Geçmişteki bayramların özlemini duyanlar böyle başlar söze; “Ahh o eski bayramlar nerede!” Arife günü, 1 Mayıs Işçi Bayramı’ydı. İki bayramı bir arada kutlamış olduk. Ülkemizde bayram, işçi ve emekli...
Geçmişteki bayramların özlemini duyanlar böyle başlar söze; “Ahh o eski bayramlar nerede!” Arife günü, 1 Mayıs Işçi Bayramı’ydı. İki bayramı bir arada kutlamış olduk. Ülkemizde bayram, işçi ve emekli ve alım güçleri olmayan kesimlerde buruk ve mutsuz bir hava da geçti. Alım gücü düştükçe halkın ekonomik alanlarda endişeleri artıyor. Asgari ücret açlık sınırının altında. Dar gelirliler, asgari ücretliler, işçi emeklileri zor durumda. Böylesi bir tabloda ülkede pahalılık çok artmış, zam yağmuru devam etmektedir. Fakirleşme her geçen gün büyüyor. Ülkemizin önemli bir bölümü, protein değil, karbonhidrat (ekmek, pilav, makarna, baklagil gibi) ağırlıklı beslenmektedir. Borçlular, borçlarını ödemekte zorlanıyor. Kredi kartı borçları temerrütte girdi. Akaryakıt ve tüp gaz zamları durmak bilmiyor. Mutfakta yangın var. 120 liraya alınan tüp gaz 335 lira oldu.
Seçimler 2023 Haziran ayında olacağı söylenmesine rağmen, muhalefet partileri halkın dertleriyle uğraşacağına, altılı masa kurup seçim derdine düşmüş. Vatandaşların çoğu böylesine ekonomik ve siyasi kaos ortamında girilen bayramda, eski günlerini ve özellikle çocukluğundaki bayramları özlemektedir.
Ben de bugünkü yazımı, önceki bayram yazılarımdan yaptığım güzel hatıralara ayırmak istiyorum. Bayram denilince, insanın aklına ilk olarak çocukluğu gelmekte. O dönemin bayramlarına özlem duymaktadır. Eski bayramların tadının şu anda olmadığı söylenmektedir. Çocukluğumuzdaki bayramlar, güzel anılarla hatırlanmaktadır.
Eski bayramlarda, şimdiki kadar maddi imkân olmamasına rağmen, ailelerin çocuklarına yeni kıyafetler alması ve harçlık vermesi çok önemliydi. Anne ve babalar kendilerine almasa bile çocuklarına mutlaka yeni kıyafetler almaya çalışırdı. Zaten o dönem halkın çoğu kıyafetlerini genellikle bayramlarda alırdı. Çocuklar, bayramlık kıyafetlerini gece yataklarının yanına koyar, sabahın olmasını heyecanla beklerdi. Bayram sabahı itina ile giyinilir, önce anne ve babanın bayramı kutlanır, sonra komşuların ve daha sonra da yakın akrabaların, aile dostlarının evleri ziyaret edilirdi.

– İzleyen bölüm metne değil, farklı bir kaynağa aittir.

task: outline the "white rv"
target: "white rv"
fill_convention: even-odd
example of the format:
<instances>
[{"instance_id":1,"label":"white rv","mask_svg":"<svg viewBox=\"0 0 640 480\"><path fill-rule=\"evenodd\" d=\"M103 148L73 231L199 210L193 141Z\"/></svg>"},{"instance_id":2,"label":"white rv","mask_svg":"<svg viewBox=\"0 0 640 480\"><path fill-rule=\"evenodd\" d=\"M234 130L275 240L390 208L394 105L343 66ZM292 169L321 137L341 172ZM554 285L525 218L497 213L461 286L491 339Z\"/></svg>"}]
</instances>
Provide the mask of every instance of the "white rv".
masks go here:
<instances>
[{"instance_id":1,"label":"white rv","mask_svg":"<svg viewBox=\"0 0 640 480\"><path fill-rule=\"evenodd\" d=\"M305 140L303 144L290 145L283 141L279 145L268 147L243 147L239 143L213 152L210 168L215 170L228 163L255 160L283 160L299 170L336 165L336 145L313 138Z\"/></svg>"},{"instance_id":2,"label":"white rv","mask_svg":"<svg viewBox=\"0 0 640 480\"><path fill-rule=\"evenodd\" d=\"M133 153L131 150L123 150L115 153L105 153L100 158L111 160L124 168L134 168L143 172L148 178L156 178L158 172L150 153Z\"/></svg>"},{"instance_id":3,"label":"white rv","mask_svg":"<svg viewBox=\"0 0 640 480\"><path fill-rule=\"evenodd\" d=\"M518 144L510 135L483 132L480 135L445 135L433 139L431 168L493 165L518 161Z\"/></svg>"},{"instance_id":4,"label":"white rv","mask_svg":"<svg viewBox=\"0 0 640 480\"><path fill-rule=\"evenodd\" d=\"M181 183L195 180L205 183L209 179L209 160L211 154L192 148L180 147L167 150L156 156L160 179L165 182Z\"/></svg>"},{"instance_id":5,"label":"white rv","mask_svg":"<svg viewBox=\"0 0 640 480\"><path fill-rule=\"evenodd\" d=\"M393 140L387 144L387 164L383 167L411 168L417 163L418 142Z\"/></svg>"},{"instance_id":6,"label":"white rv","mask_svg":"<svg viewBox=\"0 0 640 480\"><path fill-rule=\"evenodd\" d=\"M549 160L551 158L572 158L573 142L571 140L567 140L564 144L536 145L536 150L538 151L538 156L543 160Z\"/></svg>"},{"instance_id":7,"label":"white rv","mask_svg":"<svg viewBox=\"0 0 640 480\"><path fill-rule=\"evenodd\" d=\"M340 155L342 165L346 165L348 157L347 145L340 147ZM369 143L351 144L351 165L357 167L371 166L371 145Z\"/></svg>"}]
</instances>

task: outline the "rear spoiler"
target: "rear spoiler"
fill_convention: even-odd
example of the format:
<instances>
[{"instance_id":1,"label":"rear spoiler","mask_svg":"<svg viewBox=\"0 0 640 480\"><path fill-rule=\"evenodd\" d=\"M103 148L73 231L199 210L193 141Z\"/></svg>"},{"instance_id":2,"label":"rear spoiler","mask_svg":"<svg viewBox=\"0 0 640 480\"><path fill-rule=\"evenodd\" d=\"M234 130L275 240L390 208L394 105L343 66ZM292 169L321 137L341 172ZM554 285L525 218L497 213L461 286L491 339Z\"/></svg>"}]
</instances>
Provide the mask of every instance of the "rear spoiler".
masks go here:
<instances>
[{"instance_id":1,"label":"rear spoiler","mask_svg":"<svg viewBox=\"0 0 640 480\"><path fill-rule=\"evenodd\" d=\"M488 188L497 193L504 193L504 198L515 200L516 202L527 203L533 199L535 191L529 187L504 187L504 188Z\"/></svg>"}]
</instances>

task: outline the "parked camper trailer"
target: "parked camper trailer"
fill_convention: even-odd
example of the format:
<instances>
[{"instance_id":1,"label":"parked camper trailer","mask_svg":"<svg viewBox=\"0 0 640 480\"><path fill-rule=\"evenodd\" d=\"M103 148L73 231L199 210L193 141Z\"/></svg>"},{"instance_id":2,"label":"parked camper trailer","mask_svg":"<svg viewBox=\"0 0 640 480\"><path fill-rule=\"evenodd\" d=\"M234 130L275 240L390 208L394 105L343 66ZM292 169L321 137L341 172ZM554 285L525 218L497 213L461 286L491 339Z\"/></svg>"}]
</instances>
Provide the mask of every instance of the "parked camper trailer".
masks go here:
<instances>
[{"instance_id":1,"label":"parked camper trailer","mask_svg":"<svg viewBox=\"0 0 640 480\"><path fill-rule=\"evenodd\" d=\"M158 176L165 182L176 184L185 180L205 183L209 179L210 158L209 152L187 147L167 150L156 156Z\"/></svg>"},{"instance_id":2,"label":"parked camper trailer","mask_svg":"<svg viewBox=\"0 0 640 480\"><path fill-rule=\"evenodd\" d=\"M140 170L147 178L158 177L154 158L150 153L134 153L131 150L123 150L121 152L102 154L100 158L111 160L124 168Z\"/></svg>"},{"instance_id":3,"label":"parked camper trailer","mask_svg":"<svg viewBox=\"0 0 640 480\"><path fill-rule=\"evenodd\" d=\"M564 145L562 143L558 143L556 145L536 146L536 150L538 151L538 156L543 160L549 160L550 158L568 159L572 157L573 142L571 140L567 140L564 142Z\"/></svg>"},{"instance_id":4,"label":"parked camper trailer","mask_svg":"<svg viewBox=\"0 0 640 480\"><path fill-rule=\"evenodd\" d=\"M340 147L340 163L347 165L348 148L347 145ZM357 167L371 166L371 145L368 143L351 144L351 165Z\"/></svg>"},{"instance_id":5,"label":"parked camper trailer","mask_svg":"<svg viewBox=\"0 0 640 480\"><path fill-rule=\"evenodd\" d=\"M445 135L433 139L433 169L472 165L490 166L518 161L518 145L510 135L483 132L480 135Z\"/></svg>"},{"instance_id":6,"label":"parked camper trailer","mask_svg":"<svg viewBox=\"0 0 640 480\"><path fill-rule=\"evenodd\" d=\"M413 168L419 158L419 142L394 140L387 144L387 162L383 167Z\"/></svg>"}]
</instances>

Öncelik yaşı büyük olanlar, yaşça küçük olanların kendilerini ziyaret etmesini beklerdi.
Burada şunu belirtmek istiyorum; Basmane Tarihi Hatuniye Derneği Başkanı Müjdat Çobanoğlu, yurt dışından yurt içinden tüm hayırseverlerin yardımlarıyla hazırlanan yemekler, Ramazan boyunca 800-900 kişiye her gün iftar yemeği dağıtıldı. Her gün 300 kişiye sahur yemeği dağıtıldı. Bütün bunların yanı sıra ihtiyaç sahibi ailelere içlerinde et de bulunan erzak yardımları yapıldı. Benim bile gözlerimi yaşartan, babaları olmayan ihtiyaç sahibi çocuklara tepeden tırnağa bayramlık elbiselerin alınıp o çocukların sevinçlerini görmek. Ve çocukların, “Bizim babamız yoktur. Biz hiç bayramlık elbise giymedik. Allah sizlerden razı olsun” demeleri gözlerimizi yaşarttı…
Biz, şimdiye göre şanslıymışız. Çocukların arkadaşlarına ‘Bak benim de bayramlığım var’ demesinin mutluluğu çok güzel değil mi? Bu çocukları sevindirdiniz. Kadir gecesinde iftar verip insanların oruçlarını açmasını sağladınız. Hayır, sahiplerinden binlerce defa Allah razı olsun. Bunlar sizlerin yardımlarıyla yapılıyor. Bu insan yararına hizmet veren Basmane Tarihi Hatuniye Derneği’ne yardımlarınızı lütfen esirgemeyiniz…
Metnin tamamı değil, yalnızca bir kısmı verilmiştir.